What i do is that i'll pick my topic and them i'll write down all the little things about war that pop into my head and make a list of them.

and then you should get a list like things

- death
- pain and suffering
- loss of life
- innocence killed
- ect
- ect

and then when you've written down all the things you can think of you start writing and when you can think of a line to put in you can look at your list and see if anything you've written down will fit or give you and idea of something that will fit or work ect ect ect.

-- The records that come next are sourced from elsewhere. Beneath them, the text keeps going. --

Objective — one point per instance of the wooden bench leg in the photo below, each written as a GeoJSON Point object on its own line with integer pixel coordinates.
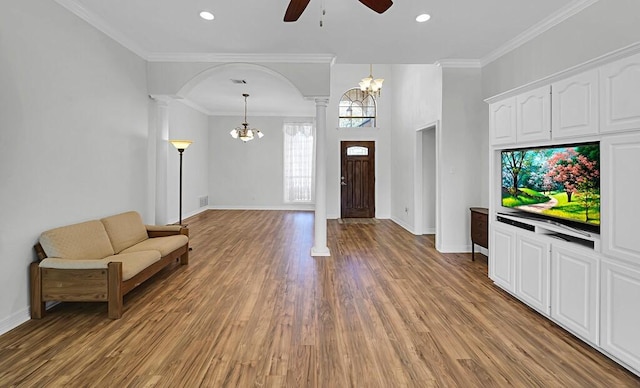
{"type": "Point", "coordinates": [37, 304]}
{"type": "Point", "coordinates": [114, 286]}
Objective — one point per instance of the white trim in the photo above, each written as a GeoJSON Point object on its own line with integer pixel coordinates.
{"type": "Point", "coordinates": [403, 225]}
{"type": "Point", "coordinates": [195, 106]}
{"type": "Point", "coordinates": [100, 24]}
{"type": "Point", "coordinates": [14, 320]}
{"type": "Point", "coordinates": [538, 29]}
{"type": "Point", "coordinates": [236, 57]}
{"type": "Point", "coordinates": [322, 252]}
{"type": "Point", "coordinates": [298, 207]}
{"type": "Point", "coordinates": [588, 65]}
{"type": "Point", "coordinates": [459, 63]}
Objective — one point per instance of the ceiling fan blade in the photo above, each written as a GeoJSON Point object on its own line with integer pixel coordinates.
{"type": "Point", "coordinates": [378, 5]}
{"type": "Point", "coordinates": [295, 9]}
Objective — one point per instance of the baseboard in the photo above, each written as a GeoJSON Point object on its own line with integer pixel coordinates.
{"type": "Point", "coordinates": [455, 249]}
{"type": "Point", "coordinates": [14, 320]}
{"type": "Point", "coordinates": [403, 224]}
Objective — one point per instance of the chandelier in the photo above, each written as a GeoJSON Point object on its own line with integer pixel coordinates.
{"type": "Point", "coordinates": [245, 133]}
{"type": "Point", "coordinates": [370, 86]}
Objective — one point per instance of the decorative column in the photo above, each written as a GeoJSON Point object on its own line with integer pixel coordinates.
{"type": "Point", "coordinates": [160, 145]}
{"type": "Point", "coordinates": [320, 227]}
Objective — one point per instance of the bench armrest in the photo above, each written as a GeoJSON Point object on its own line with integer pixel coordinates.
{"type": "Point", "coordinates": [58, 263]}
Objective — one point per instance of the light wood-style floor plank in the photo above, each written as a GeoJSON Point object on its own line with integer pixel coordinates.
{"type": "Point", "coordinates": [254, 309]}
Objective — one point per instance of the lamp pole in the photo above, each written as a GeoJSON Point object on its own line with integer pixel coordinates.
{"type": "Point", "coordinates": [181, 145]}
{"type": "Point", "coordinates": [180, 150]}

anyway thats my little trick and i find it really works and hepls me alot and hopefully it will you too and if i don't well then ****

solutiondevices
03-02-2003, 04:54 PM
listen to a song that u kno is upseting, or gets u thinking, this will give lots of things to write down and make a song out of, it certainly works for me

JoshDaMan
03-05-2003, 11:43 PM
hey, im just a newb i know and im newb at songwriting, i dont like my songs either, i know i need to get better, but i was wondering about some of the ways a few of you critiqued it...well for one thing, my song is over here and i already know it isnt that good http://www.ultimate-guitar.com/forum/showthread.php?s=&threadid=31530
but my questions are these
1. Alot of you talk about, "it has to be different and you have to make them think" i know i like that to...but not all songs do that and they are still good, and here im going to use Staind alot for my examples, Aaron Lewis very emotional songs that are straight forward and say what he feels, which i did in my song, i didnt make you think of the meaning or anything, I told you so you can go "Ya, i can relate to that" and then sing along, alot of the time i see songs as sort of a story with music...by story i mean they either make you think (so its like a crazy story) or just hand it to you and come out and say it (some other stories) and thats what i did and like every staind song does that and they are good songs that are meaningful, deep, and popular. I like em alot. But then there are people like the Beatles who do half and half, and ozzy is half and half, and then there is red hot chili peppers who are mostly not just striaght forward, im just asking why straight forward is bad
I also do something that alot of people probably do but i will use Aaron Lewis as an example, he and I and many others id like to think use the word "you" alot because it can mean more than one person, so a certain lyric doesnt just have to apply to one person, and then the person listening and or reading the song can relate to it if its happen to them (they would know if it does or not cuz it is straight forward, they dont need to think) and the "you" can mean what ever person has done it to them, which allows them to relate even more as if they said it themselves, maybe thats exactly how they feel, well theres my two cents, im not trying to say any of you are wrong so dont get mad at me, just say if you agree or disagree and why, well bye fer now!

JoshDaMan
03-05-2003, 11:56 PM
forgot to say, that yes i know not ALL of aaron's lyrics are straight forward, im just asking why cant some of them be, especially your first songs?